Mise en valeur coloniale et « travail forcé »
Mise en valeur coloniale et « travail forcé »
18.09.2017 Notes du passé

Après la guerre des journaux entre les partisans du gouverneur général Augagneur et ceux de son successeur Picquié (1910-1914) concernant la construction de la ligne ferroviaire Tananarive-Antsirabe (TA) et au bout de la grande lenteur des études et des procédures administratives, la construction de ce chemin de fer est enfin acceptée (lire précédente note). Elle se fait en quatre tronçons : Soanierana-Behenjy (36km), Behenjy-Ambatolampy (26,4km), Ambatolampy-Ilempona (35,8km) et Ilempona-Antsirabe (55,3km).

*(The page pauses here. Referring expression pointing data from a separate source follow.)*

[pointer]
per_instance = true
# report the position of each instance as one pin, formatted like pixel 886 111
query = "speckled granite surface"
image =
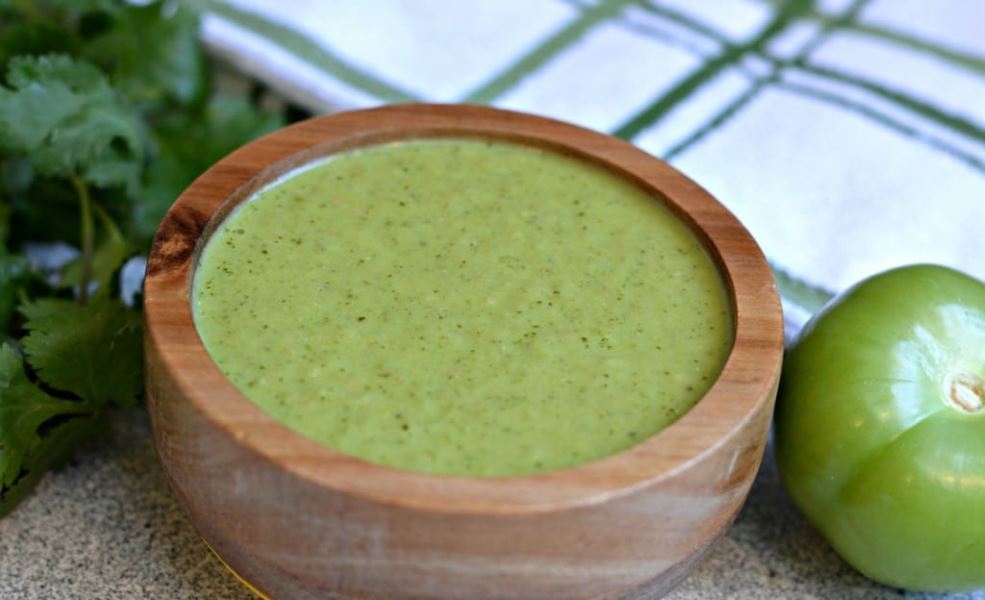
pixel 109 527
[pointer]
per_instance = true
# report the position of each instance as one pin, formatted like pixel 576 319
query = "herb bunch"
pixel 106 113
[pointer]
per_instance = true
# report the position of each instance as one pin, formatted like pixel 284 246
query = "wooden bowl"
pixel 297 519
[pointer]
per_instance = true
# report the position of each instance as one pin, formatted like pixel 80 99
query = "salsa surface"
pixel 463 307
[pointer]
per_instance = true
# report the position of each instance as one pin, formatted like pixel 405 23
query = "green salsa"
pixel 463 307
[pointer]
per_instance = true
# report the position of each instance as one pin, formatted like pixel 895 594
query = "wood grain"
pixel 300 520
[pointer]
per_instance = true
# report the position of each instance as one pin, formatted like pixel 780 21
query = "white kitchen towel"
pixel 848 135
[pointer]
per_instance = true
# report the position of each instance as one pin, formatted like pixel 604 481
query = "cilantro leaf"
pixel 24 409
pixel 64 116
pixel 153 53
pixel 190 143
pixel 93 351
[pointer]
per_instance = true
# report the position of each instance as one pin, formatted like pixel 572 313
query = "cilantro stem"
pixel 29 10
pixel 85 215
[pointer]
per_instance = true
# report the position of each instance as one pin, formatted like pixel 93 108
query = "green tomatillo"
pixel 880 427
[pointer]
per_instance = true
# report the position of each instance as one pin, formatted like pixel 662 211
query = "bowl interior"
pixel 742 386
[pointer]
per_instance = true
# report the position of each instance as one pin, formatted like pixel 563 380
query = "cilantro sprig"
pixel 106 113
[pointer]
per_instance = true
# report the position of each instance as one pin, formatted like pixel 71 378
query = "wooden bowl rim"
pixel 746 382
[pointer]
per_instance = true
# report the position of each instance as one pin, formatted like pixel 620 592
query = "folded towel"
pixel 848 136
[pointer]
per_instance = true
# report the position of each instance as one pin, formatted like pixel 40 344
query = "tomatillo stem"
pixel 965 392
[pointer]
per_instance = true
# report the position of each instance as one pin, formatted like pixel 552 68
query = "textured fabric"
pixel 849 136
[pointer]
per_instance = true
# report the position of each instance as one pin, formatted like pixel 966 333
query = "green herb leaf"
pixel 93 351
pixel 13 270
pixel 107 258
pixel 153 53
pixel 24 410
pixel 62 114
pixel 188 144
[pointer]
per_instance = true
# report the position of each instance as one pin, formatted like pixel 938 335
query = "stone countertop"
pixel 108 527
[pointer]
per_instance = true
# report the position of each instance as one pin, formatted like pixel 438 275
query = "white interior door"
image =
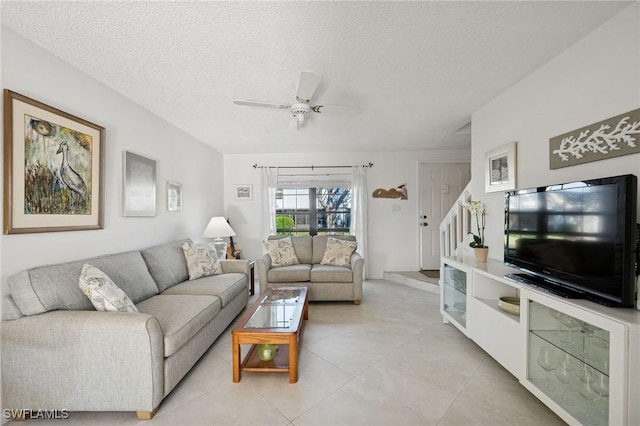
pixel 440 185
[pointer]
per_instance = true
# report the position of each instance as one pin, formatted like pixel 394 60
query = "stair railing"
pixel 455 226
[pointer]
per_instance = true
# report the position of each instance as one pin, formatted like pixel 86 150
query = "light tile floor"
pixel 389 361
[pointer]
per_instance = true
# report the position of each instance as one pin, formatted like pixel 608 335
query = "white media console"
pixel 579 358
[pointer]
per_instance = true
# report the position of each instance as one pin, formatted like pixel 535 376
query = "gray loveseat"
pixel 58 352
pixel 324 282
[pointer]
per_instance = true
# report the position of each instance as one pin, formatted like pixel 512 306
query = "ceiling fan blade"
pixel 337 109
pixel 263 104
pixel 307 85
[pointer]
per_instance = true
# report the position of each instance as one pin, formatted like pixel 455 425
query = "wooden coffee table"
pixel 275 318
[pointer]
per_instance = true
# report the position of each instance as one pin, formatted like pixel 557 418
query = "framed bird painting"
pixel 53 168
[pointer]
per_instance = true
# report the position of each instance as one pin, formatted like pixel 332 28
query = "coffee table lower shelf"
pixel 280 364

D’après Jean Fremigacci, trois procédures sont mises en œuvre simultanément pour la mise en œuvre du projet : l’administration s’engage à fournir les matériaux aux entrepreneurs qui doivent faire l’objet d’appels d’offres ; des concours spéciaux sont prévus pour les ouvrages d’art, ponts et viaducs ; et pour les travaux de terrassement et de maçonnerie, le TA est divisé en quinze lots. Mais le népotisme, et non des arguments techniques, dicte le choix des entreprises adjudicataires (Ottino, Dussol, Bernard, Lasnier, Thorez, Gaillard).
«En 1920, l’inspecteur des Colonies examine le problème de l’exclusion, depuis 1907, des indigènes des marchés publics », sans pourtant pouvoir réparer cette iniquité. En 1922, une deuxième mission relève la persistance de l’abus en constatant que « ceci a pour but de protéger les petits tâcherons citoyens français, mais se révèle onéreux pour le budget local ».
En outre, avec la fin de la guerre et à cause des circonstances, le mot d’ordre est désormais de pousser au maximum la mise en valeur des colonies pour « venir en aide à la Métropole exsangue ». En ce qui concerne la Grande ile, on souligne l’importance d’une « exécution aussi intensive que possible des travaux publics destinés à mettre pleinement en valeur notre domaine colonial et à lui permettre de fournir à la Métropole les matières premières qu’elle est obligée d’acquérir à l’étranger ».
Le gouverneur général p.i. Guyon (juillet 1919-juillet 1920) fait activer les travaux en revenant aux méthodes inflexibles de Galliéni. Pourtant, si la conjoncture économique de 1919-1920 montre à quel point la TA est nécessaire, la construction n’a jamais présenté autant de difficultés. « L’économie du Vakinankaratra est en pleine reprise et le mouvement commercial à Antsirabe prend une extension tout à fait remarquable. »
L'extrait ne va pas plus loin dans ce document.